Back in July, after President Biden's disastrous old-mannish debate performance, stocks in Taiwan took a tumble.
Taiwan Semiconductor Manufacturing Co., a chipmaker critical to the world's computer industry, collapsed, losing 5.6% of its value on a single day. This was largely on fear that the debate foretold a coming Trump Presidency, and that Trump would be less interested than Biden or several earlier Presidents in preserving Taiwan's de facto independence from Beijing.
It might be natural to ask: if TSMC stock fell sharply on the danger that Trump would be elected, what has the reality of a Trump election done to it?
Kind of strange but ... the immediate effect has been to lift the price.
Here is a six-month chart:
TSMC stock chart - Google Search
The TSMC stock price, as you can see, was rising more-or-less steadily for the first two months of the charted period, peaking on July 10. That is a little to the left of the central axis of the above screen shot. Then it heads down -- not just on the one day I mentioned above, the 16th of that month, but in a continuing fall with some zig-zagging, until hitting a bottom on August 5. Near the middle. Then it turns around.
Some observers (I was one of them) thought the turnaround meant that the smart money was favorably impressed by the then-new Harris campaign, so this rise was a testament to the intertwined nature of our economies.
But look at the rightward edge. The price is now well above where it was in early July. What is more: it held up just fine when Trump was elected. Its immediate response was upward.
Why? There is often a reflex, "sell when you're worrying about X and buy when X has happened." A simple example: a company may be disadvantaged by a prospective regulation. The price may fall as news stories appear about how the pertinent agency has the regulation under consideration. But THAT drop may represent an overstated view of how bad that news would be. Cooler heads and valuations may prevail once the regulation is not a prospect but a fact, and there may be an upward bounce.

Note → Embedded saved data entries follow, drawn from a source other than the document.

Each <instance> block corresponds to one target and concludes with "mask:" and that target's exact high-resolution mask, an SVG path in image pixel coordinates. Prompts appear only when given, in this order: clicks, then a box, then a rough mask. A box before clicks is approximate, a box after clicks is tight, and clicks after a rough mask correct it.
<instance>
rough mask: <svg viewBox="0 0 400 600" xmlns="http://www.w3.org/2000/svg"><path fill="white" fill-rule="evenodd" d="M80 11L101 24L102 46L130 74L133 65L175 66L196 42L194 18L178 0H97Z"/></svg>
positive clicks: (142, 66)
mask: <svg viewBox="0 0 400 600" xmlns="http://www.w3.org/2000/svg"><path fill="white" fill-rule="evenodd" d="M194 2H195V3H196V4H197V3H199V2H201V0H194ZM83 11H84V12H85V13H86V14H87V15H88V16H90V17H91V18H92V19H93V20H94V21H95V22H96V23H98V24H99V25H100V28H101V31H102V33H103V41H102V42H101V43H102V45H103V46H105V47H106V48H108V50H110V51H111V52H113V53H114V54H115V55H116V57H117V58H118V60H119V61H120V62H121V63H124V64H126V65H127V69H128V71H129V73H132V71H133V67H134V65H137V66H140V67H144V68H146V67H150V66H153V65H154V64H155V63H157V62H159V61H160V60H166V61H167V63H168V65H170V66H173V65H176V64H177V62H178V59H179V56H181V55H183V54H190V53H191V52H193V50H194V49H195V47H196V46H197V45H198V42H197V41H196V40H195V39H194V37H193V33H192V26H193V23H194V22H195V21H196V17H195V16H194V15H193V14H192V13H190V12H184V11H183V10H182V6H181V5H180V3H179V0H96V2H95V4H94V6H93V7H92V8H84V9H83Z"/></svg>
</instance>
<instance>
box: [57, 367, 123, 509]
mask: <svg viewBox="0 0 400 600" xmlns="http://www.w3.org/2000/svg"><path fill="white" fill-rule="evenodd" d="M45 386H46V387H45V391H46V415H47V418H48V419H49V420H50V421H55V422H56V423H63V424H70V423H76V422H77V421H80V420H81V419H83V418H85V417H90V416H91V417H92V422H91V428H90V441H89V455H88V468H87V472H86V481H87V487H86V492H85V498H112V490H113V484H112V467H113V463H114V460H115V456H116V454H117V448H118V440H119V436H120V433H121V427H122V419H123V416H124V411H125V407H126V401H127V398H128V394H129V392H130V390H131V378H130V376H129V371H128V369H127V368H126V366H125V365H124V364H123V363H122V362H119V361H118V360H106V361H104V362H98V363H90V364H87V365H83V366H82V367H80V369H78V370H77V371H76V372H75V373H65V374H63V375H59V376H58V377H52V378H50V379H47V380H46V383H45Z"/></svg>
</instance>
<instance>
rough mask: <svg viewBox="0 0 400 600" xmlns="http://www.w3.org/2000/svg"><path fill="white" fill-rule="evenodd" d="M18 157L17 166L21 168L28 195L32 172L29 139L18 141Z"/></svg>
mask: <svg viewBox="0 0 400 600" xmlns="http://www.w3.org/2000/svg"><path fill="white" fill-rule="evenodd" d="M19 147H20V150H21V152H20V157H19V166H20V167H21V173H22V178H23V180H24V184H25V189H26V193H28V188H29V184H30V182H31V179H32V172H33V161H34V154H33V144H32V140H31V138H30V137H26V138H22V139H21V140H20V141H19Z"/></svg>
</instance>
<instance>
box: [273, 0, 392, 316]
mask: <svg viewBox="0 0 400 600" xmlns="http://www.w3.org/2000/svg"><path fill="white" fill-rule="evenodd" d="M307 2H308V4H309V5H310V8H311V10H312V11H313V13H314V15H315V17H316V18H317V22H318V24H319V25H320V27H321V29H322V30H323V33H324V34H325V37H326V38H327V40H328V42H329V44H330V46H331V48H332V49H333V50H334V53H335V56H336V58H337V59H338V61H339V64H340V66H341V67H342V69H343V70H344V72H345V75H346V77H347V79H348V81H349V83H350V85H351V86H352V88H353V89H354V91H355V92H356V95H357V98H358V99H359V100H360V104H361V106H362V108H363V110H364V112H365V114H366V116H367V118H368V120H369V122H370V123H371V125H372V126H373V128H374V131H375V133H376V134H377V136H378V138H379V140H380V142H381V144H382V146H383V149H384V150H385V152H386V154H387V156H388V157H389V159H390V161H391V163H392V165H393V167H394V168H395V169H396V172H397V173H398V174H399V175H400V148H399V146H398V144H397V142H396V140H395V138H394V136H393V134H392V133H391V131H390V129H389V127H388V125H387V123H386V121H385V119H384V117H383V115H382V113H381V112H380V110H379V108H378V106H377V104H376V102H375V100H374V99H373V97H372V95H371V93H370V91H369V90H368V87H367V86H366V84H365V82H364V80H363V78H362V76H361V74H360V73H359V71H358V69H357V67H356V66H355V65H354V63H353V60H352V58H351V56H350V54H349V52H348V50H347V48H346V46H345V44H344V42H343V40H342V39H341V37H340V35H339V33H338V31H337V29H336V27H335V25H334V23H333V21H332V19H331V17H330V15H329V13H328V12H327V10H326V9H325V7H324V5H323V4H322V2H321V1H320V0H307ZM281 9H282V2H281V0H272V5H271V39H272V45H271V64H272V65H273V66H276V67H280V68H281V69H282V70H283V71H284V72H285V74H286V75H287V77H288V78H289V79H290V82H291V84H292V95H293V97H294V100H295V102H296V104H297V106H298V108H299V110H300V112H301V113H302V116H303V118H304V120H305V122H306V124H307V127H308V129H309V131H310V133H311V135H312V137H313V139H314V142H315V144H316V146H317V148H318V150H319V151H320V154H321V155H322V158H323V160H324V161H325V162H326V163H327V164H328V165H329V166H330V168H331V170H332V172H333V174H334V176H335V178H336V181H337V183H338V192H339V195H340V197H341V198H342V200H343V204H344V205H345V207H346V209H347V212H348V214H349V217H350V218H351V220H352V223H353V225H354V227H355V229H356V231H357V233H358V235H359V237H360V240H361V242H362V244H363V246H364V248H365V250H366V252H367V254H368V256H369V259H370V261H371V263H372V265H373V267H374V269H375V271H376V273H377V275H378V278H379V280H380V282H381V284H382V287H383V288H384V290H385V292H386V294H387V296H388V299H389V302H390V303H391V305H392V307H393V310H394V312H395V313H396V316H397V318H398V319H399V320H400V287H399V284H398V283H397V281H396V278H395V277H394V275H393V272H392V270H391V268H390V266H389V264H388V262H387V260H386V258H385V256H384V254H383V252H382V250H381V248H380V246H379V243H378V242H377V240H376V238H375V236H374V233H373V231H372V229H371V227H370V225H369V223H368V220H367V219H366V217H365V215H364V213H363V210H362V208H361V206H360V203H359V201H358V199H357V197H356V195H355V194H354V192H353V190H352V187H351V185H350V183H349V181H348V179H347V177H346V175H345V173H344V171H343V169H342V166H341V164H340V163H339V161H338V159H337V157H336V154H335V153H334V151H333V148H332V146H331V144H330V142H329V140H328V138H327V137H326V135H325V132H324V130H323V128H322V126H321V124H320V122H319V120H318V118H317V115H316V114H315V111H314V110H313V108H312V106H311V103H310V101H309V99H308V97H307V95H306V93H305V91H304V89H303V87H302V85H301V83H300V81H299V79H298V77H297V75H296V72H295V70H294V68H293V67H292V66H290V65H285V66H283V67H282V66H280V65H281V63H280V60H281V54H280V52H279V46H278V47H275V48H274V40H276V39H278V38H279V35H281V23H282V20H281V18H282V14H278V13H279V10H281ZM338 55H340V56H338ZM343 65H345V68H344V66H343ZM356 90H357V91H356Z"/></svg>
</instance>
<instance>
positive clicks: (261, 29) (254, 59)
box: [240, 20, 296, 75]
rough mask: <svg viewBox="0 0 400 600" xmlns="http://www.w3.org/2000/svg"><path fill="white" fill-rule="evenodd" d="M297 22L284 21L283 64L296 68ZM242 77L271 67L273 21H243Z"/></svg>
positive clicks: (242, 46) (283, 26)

BUT ... you might say ... an unfavorable regulation simply changes facts on the balance sheet. It is not normally an existential threat to the existence of the business. A war over the PRC's assertion of sovereignty over the island certainly could be. and, even if the much of the business of TSMC survived the war, the PRC's victory would be more so. The victor might simply seize the assets as 'spoils'.
Possibly so. But investors could well be making a probabilistic judgment. Suppose the possibility of such an apocalyptic result of the US election for Taiwan and TSMC were, simply, 10 percent. That would weigh on the company but would not reduce the present value of its stock to zero. We may simply have seen the discounting of the market value of a stock that took, say, 12% off. After election day, the market decided odds of total destruction weren't quite so bad, they are 10%. Hence the bounce.
It is all rather refreshingly normal.